Rijksuniversiteit Groningen

De anesthesioloog - meer dan een narcotiseur?!

Datum: 04 oktober 2011

Oratie : dhr. prof.dr. T.W.L. Scheeren, 16.15 uur, Aula Academiegebouw, Broerstraat 5, Groningen

Titel: De anesthesioloog - meer dan een narcotiseur?!

Leeropdracht: Anesthesiologie, met aandachtsgebied anesthesiologie en cardiovasculaire fysiologie

Faculteit: Medische Wetenschappen

Prof. Thomas Scheeren bespreekt in zijn oratie de rol en de status van de anesthesioloog. Hij beschrijft hoe de anesthesioloog zich in de afgelopen jaren heeft ontwikkeld van een pure narcotiseur tot een belangrijke manager van de processen rondom een operatie, die grote invloed heeft op de uitkomst van patiënten nadien.

Narcose is gedefinieerd als een vorm van anesthesie waarbij de patiënt het bewustzijn verliest, net als bij de slaap. Een narcotiseur is dus een arts die middelen toedient die het bewustzijn onderdrukken (narcotica). Van oudsher waren de kerntaken van anesthesiologie, naast het induceren van narcose: het verzachten van pijn, het onderdrukken van beweging (spierverslapping), het beveiligen van de luchtweg en beademen, en het stabiliseren van cardiovasculaire functies. In de moderne anesthesiologie zijn hier belangrijke nieuwe pijlers bijgekomen: het vergroten van patiëntveiligheid, het preoperatief optimaliseren van de conditie van de patiënt, het toepassen van moderne bewakingsmethoden tijdens en rondom de operatie en het aan de hand daarvan continu bijstellen en optimaliseren van de toestand van de patiënt.

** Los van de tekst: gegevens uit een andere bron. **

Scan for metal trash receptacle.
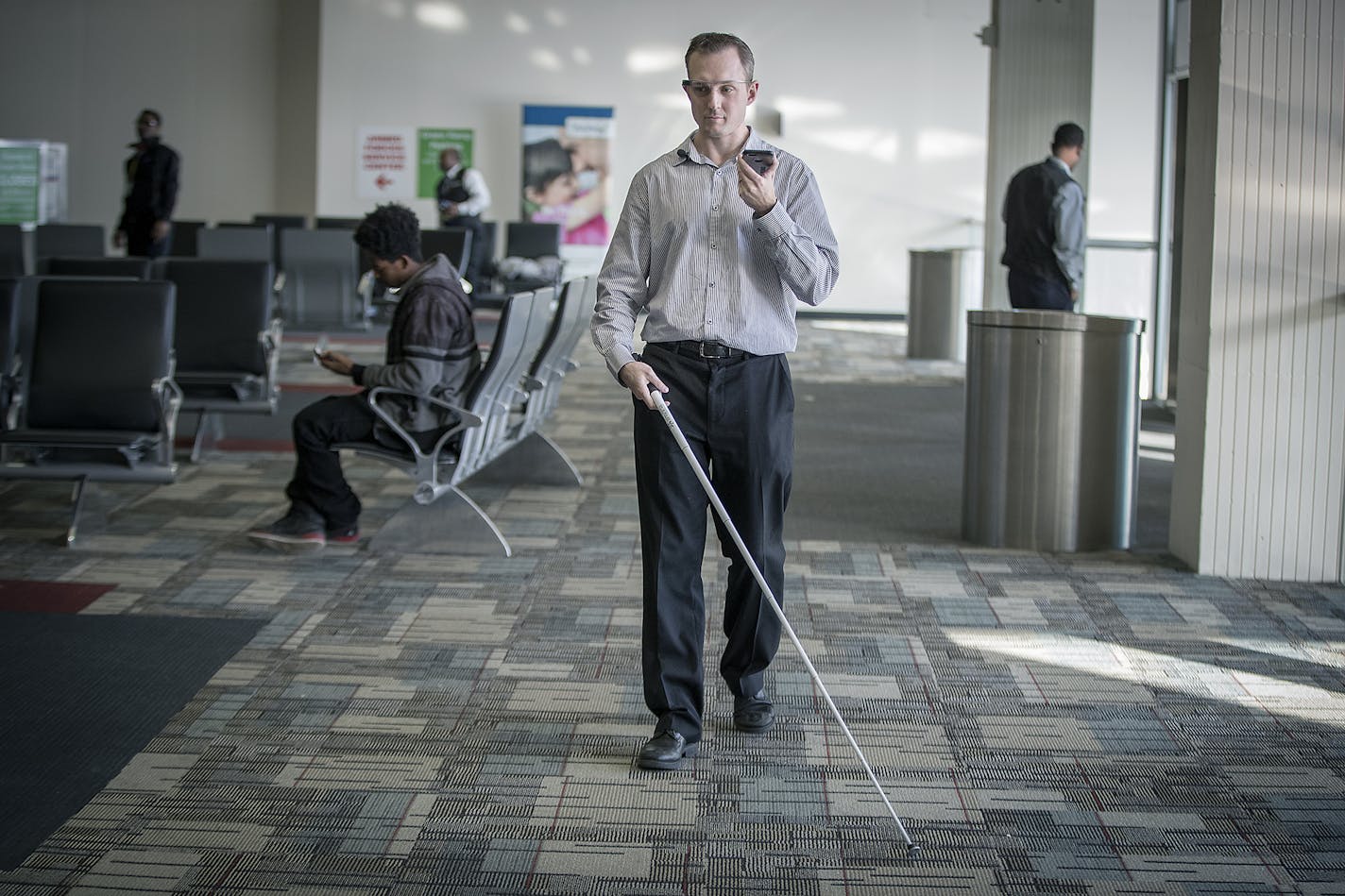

Wat betreft de patiëntveiligheid hebben twee recente studies aangetoond dat het gebruik van een veiligheidschecklist voorafgaand aan de operatie resulteerde in een vermindering van de complicaties en de mortaliteit. Hartchirurgische patiënten, die vaak veel bijkomende gezondheidsproblemen hebben en complexe chirurgie ondergaan, hebben maar een relatief lage kans op sterfte vergeleken met patiënten die andere ingrepen ondergaan. Dit wijst erop dat zij voordeel hebben van de meer geprotocolleerde en gestroomlijnde zorg die voor deze populatie is georganiseerd.

Preoperatief optimaliseren omvat het nauwkeurig indelen van patiënten in bepaalde `risicogroepen', waardoor de anesthesioloog die patiënten kan selecteren die baat kunnen hebben bij een specifieke behandelstrategie. Een voorbeeld hiervan is het gericht verbeteren van de bloedcirculatie, om het zuurstofaanbod aan de weefsels van een patiënt te verhogen om daarmee aan de hogere zuurstofbehoefte rondom de operatie te voldoen. Dit beoogt de uitkomst te verbeteren en wordt vaak aangeduid als doelgerichte therapie. Er is overtuigend bewijs uit een groot aantal studies dat een doelgerichte verbetering van de circulatie zowel sterfte als postoperatieve complicaties bij hoogrisicopatiënten doet afnemen.